The Republicans (and the conservative movement) now have an assortment of stars who are female and/or minority, but far fewer overall female and minority elected officials, and have a hard time winning votes from nonwhites and from unmarried women. Democrats, on the other hand, win big among nonwhites and (single) women, and have many more nonwhite and female elected officials, but—with the exception of the president—have few among them who are standouts by any description. In short, there is a quality/quantity split that should perplex both parties.
Among the Hispanics in Congress, for instance, Democrats have 25 against 8 for Republicans. But Republicans have 4 minority governors (2 of them female) to 1 for the Democrats, the sole black who is now in the Senate, and 3 minority senators to the Democrats’ 1. Republicans need to draw more votes from nonwhites and women; Democrats need to find more who can run on a national ticket. Why does the GOP, which gets few votes from these factions, produce and accept so many as leaders, while the Democrats, who have so many votes (and so many B-listers) struggle to find real stars?
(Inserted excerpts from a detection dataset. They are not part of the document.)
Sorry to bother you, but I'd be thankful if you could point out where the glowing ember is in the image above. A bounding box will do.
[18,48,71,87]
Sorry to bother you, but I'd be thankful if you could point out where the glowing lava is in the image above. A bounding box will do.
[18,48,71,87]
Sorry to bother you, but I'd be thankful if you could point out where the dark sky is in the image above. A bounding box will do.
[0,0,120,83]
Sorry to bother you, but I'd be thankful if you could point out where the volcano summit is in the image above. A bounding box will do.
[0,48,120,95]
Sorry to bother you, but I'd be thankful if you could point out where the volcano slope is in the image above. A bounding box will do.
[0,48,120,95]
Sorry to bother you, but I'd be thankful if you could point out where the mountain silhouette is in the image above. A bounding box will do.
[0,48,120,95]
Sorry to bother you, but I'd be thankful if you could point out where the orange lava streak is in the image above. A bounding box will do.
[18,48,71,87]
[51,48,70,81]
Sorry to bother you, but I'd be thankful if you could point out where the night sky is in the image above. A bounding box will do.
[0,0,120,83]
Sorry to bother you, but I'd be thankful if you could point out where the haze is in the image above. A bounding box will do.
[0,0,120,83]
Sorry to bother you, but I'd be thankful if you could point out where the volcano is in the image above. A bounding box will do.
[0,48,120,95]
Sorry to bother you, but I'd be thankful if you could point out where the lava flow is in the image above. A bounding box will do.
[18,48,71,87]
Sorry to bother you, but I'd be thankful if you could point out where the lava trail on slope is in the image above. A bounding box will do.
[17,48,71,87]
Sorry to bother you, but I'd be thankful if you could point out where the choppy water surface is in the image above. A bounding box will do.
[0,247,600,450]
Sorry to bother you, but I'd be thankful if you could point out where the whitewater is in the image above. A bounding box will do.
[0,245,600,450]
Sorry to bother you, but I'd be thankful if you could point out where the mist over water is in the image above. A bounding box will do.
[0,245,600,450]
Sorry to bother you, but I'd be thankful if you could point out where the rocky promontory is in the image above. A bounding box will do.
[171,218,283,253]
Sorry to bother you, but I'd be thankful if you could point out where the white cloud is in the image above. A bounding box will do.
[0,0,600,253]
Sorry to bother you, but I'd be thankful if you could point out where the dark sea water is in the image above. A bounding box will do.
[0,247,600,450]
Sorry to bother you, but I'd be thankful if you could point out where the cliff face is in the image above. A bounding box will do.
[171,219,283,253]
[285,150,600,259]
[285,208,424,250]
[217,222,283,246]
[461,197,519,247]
The Democrats’ problem was first tagged in late 2010 by Josh Kraushaar of the National Journal, after the Tea Party wave in the midterm elections deposited Reps. Scott and Allen West, Sen. Marco Rubio, and governors Susana Martinez, Brian Sandoval, and Nikki Haley (who appointed Scott to the Senate) on the GOP’s beach. It was true that the Republicans had only 13 blacks, Hispanics, and Asian Americans in state or national office compared with 75 for the Democrats; but the bulk of the latter were mayors of largely black cities, or congressmen from specially crafted minority districts, elected as representatives of that minority, by largely minority votes.
In passing the Voting Rights Act of 1965, liberals not only struck down the rules that had kept blacks from voting, but added to them a new privilege in the process: the right to elect not merely someone who shared their opinions, but who shared their own background or race. To do this, they drained neighboring districts of their nonwhite voters, creating strange, convoluted electoral entities, guaranteed to elect blacks or Hispanics in perpetuity. (Republicans opposed this in principle, but backed it in practice, as carving out these safe seats for Democrats turned the surrounding districts into easier gets for themselves.) At first, this redistricting regime had the desired results, and caused a quick influx of nonwhites into Congress, but it also put a lid on their influence, and their potential to rise: Safe in their insular, one-party districts, they lacked the incentive to appeal to the diverse and more moderate voters who decide statewide and national races.
“The vast majority of black and Hispanic members hail from urban districts that don’t require crossover votes to win, or represent seats designed to elect minorities,” as Kraushaar wrote. “They are more liberal than the average Democrat, no less the average voter, making it more difficult to run statewide campaigns.” Nonwhite Republicans steer clear of these districts and choose to debut in more diverse venues, from which they emerge knowing how to talk to a much wider audience. Democrats find themselves locked in a ghetto, which offers the option of steady employment, but not too much opportunity to advance.